When preparing for a surgical procedure, patients are routinely asked to remove all fingernail polish, especially dark colors. This pre-operative instruction is not about aesthetics; it is a direct measure to ensure continuous and accurate monitoring of a patient’s oxygen levels throughout the operation. Tracking oxygen saturation is a fundamental component of patient safety during medical intervention.
The Critical Need for Oxygen Monitoring
General anesthesia temporarily depresses a patient’s respiratory drive and circulatory function, making real-time oxygen tracking mandatory. The primary device used for this surveillance is the pulse oximeter, which typically clips painlessly onto a finger. This device measures the percentage of hemoglobin carrying oxygen, known as peripheral oxygen saturation (SpO2). This measurement gives clinicians immediate insight into oxygen delivery and transport efficiency. Any sudden drop signals a potentially dangerous change in the patient’s status that requires immediate intervention by the anesthesia team.
How Nail Polish Interferes with Equipment
The pulse oximeter operates by emitting two specific wavelengths of light—red (around 660 nm) and infrared (around 940 nm)—through the patient’s fingertip. Sensors on the opposite side of the clip measure how much light passes through the tissue, differentiating between oxygenated and deoxygenated hemoglobin. Any layer of nail polish acts as a physical barrier that the light must penetrate. This opaque coating attenuates the light signal before it can reach the sensor. This interference can result in a complete failure to obtain a reading or lead to inaccurate or unreliable data.
Why Dark Pigments Are Especially Problematic
Darker nail polish colors, such as black, blue, green, and deep purple, are particularly troublesome because they contain dense pigments that absorb light significantly. These chemical components absorb light at the specific red and infrared wavelengths used by the pulse oximeter.
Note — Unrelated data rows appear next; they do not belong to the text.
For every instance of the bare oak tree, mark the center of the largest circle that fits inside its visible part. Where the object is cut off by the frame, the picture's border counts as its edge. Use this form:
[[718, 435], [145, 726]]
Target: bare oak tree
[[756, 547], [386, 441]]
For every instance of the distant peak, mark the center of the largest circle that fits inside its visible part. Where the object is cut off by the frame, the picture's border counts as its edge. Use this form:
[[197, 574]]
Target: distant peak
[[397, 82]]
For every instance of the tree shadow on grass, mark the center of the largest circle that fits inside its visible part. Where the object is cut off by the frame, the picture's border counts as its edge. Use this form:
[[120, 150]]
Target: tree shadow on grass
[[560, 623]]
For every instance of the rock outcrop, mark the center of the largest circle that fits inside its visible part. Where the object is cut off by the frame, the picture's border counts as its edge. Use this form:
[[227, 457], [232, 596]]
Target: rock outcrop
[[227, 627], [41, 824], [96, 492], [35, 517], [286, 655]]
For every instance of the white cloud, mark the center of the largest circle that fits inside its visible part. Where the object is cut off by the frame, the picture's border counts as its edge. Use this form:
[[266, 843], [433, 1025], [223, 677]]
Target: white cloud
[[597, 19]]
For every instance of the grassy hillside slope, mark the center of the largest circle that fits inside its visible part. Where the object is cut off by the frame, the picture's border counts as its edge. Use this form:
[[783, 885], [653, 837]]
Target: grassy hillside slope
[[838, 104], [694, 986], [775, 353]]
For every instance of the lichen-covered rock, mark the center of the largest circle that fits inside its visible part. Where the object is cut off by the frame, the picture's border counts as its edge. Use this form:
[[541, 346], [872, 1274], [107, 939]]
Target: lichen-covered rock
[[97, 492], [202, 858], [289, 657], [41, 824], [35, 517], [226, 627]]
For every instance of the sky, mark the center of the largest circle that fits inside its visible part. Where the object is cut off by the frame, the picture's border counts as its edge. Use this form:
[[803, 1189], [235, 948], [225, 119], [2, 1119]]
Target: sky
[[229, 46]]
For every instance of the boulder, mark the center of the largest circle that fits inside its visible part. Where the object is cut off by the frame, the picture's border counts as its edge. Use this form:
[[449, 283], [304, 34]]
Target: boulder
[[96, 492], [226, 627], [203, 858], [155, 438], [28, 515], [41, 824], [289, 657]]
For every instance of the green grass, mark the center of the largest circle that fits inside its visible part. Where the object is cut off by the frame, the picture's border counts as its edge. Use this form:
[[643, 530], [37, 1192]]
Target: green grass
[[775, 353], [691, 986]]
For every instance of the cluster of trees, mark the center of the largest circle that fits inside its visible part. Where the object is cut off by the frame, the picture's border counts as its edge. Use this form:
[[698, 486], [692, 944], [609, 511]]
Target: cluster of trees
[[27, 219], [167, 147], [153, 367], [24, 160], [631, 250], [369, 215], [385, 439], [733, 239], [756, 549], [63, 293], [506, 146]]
This high absorption can be misinterpreted by the device’s algorithm, sometimes mimicking the absorption pattern of deoxygenated blood. For instance, certain blue and green polishes absorb more light at the red wavelength than the infrared wavelength, which is the signature pattern of lower blood oxygen. As a result, the oximeter might display a falsely low oxygen saturation reading, which could cause unnecessary concern or treatment delays.
Considerations for Acrylics, Gels, and Alternative Sites
Artificial nails, including gels and acrylics, present a separate challenge due to their increased thickness and opacity. Although some studies suggest unpolished acrylics may not significantly affect readings, their bulk and potential for polish underneath still pose a risk to the signal. Clinicians often recommend removing artificial nails from at least one finger to ensure a reliable primary monitoring site. If removal is impossible, alternative monitoring locations can be used, such as the earlobe, toe, or nose. These alternative sites allow the light to pass through tissue without fingernail coating interference, though standard practice favors clearing a finger for assessment.